Персидские солдаты прорубались сквозь подлесок, такой густой, что, казалось, он смыкался у них за спиной. Их преследовал запах гниющего мяса и кислый запах собственных немытых тел. Время от времени они отдыхали, опираясь на мечи, почерневшие от ржавчины и крови, но потом решительно продолжали двигаться дальше.

Впереди выросла преграда. Протиснувшись в проем, воины очутились в громадном внутреннем дворе, окруженном облицованными красным песчаником стенами. Массивная мраморная арка в северной стене была покрыта затейливой персидской вязью. У этой арки, увитой лианами и сплошь изгаженной птичьим пометом, они остановились, чтобы прочитать надпись. Но буквы были скрыты под многолетними наростами грязи, и персы, не желая тратить время на возню с ними, прошли под аркой в огромный разросшийся сад.

— Что это? — спрашивали они друг друга.

— Гробница… Тадж-Махал, — ответил кто-то.

…Совершенная, безупречная, она плыла над землей. Казалось, на месте ее удерживает лишь тонкая нить воображения. Белее снега на вершинах Гималаев, она сияла, как полуденное солнце, и люди закрыли глаза, ослепленные ее блеском. Колышущаяся в раскаленном воздухе, она казалась живой, и ей были не страшны эти ничтожные завоеватели.

Гробница возвышалась здесь от начала времен, тогда как всем, взирающим на нее, суждено было возвратиться в прах, из которого они вышли. Неведомо почему, она внушала трепет, и ни у кого на Земле не поднялась бы рука разрушить ее.

Она высилась гордо и несокрушимо, ибо то, что она охраняет, бесценно для всех.

Ее скорбный покой был, однако, обманчив. За ним скрывалось немало страстей и страданий, которые никогда не кончаются, — если, конечно, существованию людей не суждено длиться за пределами смертных тел.
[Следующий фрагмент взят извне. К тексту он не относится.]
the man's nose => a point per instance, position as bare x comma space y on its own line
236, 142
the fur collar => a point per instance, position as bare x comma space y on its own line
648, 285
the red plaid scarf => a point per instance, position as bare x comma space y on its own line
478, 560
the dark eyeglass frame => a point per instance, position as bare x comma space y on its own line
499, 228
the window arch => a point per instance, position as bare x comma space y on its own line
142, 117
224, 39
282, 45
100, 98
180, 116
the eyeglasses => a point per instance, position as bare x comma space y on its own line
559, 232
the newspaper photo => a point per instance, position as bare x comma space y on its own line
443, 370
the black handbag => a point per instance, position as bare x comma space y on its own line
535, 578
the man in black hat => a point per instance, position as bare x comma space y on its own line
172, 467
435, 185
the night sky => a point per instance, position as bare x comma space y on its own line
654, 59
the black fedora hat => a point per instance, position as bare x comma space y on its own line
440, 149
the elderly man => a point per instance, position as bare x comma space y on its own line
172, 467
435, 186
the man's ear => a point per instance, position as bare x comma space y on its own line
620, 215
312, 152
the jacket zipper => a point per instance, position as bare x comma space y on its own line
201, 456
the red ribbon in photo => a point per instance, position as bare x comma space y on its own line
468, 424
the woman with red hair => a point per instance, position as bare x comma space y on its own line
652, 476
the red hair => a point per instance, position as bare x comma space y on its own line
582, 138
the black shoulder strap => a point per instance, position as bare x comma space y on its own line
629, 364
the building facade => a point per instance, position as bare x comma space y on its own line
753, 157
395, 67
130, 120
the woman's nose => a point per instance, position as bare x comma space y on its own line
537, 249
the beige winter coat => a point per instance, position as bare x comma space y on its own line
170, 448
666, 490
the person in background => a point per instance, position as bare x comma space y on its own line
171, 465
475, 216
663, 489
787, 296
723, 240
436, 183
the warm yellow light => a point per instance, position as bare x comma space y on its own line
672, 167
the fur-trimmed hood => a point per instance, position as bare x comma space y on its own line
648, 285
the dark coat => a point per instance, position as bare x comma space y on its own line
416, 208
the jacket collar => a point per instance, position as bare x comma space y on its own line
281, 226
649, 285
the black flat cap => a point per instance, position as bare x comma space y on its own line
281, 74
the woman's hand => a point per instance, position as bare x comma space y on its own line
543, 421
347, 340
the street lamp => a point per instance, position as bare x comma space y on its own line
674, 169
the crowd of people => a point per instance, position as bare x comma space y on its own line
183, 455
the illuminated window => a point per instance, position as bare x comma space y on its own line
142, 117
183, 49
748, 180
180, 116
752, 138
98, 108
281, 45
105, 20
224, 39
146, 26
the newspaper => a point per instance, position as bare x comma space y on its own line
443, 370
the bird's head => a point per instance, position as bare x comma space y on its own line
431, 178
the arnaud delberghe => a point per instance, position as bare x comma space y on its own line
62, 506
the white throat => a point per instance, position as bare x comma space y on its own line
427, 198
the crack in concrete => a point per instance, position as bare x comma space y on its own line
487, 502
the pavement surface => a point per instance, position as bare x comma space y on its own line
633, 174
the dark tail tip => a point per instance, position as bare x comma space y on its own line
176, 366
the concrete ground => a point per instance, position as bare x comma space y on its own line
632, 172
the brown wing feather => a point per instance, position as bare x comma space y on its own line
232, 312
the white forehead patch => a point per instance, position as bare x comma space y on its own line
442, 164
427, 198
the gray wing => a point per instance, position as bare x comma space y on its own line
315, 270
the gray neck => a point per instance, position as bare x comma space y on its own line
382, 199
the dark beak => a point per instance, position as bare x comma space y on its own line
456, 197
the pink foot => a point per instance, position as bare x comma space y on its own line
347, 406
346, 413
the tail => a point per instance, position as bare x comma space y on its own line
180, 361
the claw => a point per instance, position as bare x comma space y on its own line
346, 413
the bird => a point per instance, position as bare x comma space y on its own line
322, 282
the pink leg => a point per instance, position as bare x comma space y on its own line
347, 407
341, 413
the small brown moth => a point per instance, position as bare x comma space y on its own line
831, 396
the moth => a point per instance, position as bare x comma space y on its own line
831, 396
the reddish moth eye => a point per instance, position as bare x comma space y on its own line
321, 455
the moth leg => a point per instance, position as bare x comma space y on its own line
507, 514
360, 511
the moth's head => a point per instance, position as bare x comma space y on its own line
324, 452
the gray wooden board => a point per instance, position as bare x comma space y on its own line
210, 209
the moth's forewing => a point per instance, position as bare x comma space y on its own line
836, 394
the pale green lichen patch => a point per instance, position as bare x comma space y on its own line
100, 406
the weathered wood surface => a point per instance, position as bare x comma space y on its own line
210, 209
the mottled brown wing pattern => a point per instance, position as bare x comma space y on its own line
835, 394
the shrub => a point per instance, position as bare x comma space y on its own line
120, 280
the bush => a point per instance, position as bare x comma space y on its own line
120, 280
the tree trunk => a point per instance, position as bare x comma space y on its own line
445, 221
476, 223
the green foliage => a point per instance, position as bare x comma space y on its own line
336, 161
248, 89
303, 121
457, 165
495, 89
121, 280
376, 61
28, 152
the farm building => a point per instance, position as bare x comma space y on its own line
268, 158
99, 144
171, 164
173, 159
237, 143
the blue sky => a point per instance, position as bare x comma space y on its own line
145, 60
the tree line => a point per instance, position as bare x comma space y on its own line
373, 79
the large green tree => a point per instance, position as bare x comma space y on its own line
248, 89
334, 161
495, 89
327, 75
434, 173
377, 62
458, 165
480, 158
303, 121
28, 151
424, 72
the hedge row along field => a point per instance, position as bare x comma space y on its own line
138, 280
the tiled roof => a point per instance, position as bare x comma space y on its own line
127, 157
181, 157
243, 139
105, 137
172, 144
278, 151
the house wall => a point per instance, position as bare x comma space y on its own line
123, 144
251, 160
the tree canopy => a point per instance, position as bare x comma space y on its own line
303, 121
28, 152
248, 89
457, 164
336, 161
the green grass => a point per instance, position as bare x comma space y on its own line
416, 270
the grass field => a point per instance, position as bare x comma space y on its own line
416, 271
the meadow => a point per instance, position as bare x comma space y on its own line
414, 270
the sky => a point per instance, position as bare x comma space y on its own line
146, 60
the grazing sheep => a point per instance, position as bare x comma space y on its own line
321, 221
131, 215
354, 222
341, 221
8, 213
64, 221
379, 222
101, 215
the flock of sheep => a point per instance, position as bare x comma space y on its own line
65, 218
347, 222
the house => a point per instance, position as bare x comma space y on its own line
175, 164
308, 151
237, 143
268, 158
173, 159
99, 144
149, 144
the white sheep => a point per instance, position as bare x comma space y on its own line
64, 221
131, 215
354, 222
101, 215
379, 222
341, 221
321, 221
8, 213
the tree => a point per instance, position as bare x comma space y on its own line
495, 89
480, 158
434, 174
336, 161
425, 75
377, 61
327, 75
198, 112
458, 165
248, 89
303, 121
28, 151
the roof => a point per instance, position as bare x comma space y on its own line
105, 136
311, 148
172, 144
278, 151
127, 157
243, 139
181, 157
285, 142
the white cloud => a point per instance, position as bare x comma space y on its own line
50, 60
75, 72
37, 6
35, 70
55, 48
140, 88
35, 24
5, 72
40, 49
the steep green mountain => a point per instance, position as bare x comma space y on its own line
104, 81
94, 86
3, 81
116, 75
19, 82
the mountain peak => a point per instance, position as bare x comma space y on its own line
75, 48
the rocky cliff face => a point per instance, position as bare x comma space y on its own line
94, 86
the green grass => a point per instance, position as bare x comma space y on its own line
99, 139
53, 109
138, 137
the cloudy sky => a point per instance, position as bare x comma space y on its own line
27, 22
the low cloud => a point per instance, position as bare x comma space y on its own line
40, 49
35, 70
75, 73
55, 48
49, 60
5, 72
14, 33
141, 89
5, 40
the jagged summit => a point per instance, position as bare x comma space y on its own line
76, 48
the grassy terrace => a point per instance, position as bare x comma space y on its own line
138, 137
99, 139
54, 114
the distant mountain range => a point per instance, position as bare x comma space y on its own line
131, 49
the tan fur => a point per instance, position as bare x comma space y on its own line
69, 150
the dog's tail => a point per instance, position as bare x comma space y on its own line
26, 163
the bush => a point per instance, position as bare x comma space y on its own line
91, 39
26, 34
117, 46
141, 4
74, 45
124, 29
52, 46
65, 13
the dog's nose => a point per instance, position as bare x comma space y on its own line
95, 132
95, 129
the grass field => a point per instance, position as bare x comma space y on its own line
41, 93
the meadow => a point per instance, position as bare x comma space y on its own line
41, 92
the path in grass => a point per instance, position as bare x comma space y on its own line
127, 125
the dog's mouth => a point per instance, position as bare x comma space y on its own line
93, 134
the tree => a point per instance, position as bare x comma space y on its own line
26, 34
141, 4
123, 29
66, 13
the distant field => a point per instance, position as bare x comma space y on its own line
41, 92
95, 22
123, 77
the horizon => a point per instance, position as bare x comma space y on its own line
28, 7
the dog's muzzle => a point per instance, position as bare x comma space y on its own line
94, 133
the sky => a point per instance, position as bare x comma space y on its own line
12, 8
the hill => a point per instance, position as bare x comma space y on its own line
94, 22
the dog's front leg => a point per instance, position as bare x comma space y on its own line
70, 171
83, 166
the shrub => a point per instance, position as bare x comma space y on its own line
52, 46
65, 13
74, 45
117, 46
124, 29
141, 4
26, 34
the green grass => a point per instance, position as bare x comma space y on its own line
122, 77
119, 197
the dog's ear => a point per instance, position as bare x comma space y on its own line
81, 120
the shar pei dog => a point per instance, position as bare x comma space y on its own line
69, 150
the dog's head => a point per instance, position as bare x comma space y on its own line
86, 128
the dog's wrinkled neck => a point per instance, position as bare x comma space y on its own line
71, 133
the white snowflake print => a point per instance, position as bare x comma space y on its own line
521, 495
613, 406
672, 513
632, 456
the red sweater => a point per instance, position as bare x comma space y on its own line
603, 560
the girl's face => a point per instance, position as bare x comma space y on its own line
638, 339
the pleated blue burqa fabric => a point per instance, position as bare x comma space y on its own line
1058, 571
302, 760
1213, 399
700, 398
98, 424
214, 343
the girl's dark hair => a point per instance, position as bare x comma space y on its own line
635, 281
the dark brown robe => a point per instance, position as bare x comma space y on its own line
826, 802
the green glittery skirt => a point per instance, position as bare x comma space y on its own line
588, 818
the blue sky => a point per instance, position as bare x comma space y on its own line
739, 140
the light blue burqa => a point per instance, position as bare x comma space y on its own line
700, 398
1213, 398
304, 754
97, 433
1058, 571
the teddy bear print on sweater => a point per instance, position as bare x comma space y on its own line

Солдаты оглядывались, вслушивались. Все замерло, всякий шум затих, они остались одни, шагнув из знакомого мира в другой. В небе не было птиц, суетливые обезьяны, поджав хвосты, остались по ту сторону ворот, никакие мелкие зверушки не сновали по заросшему саду. Солнце затянула дымка, воздух стал прохладным и сладким. Пахнуло ароматом цветущих лип, хотя персы не видели ни одной, — а потом им показалось, что до них доносятся голоса и плач.

К зданию вела аллея фонтанов; почерневшие, без воды, сейчас они походили на пепелище. Мощеные дорожки по обе стороны растрескались и поросли травой. Наконец, приблизившись к цоколю гробницы, солдаты остановились и, задрав голову, долго смотрели вверх — купол казался им частью неба, а белизной своей он соперничал с солнцем.

Оставляя в пыли неровные цепочки следов, они поднялись по узким ступеням и подошли к почерневшим дверям, выделявшимся, как гнилые зубы, на фоне нарядного беломраморного фасада. Там была надпись.

Что она гласила?

Чистые сердцем войдут в сады Всевышнего.

Кто-то из них толкнул дверь мечом, и они услышали глухое эхо, словно ответ. Меч царапнул черную створку, и они, уставившись на след, зашептались: серебро, серебро…

Дверь легко отворилась. Из темноты пахнуло затхлостью — но сквозь запахи пыли и помета летучих мышей, как тоненький дымок, пробивался еле различимый аромат благовоний. Солдаты озирались, не в силах понять, откуда он исходит, — казалось, благоухает сама душа этого места. Они дотронулись до стен. Камни, зашептали они, потом осмелели, и смех поднялся вверх, к самому куполу.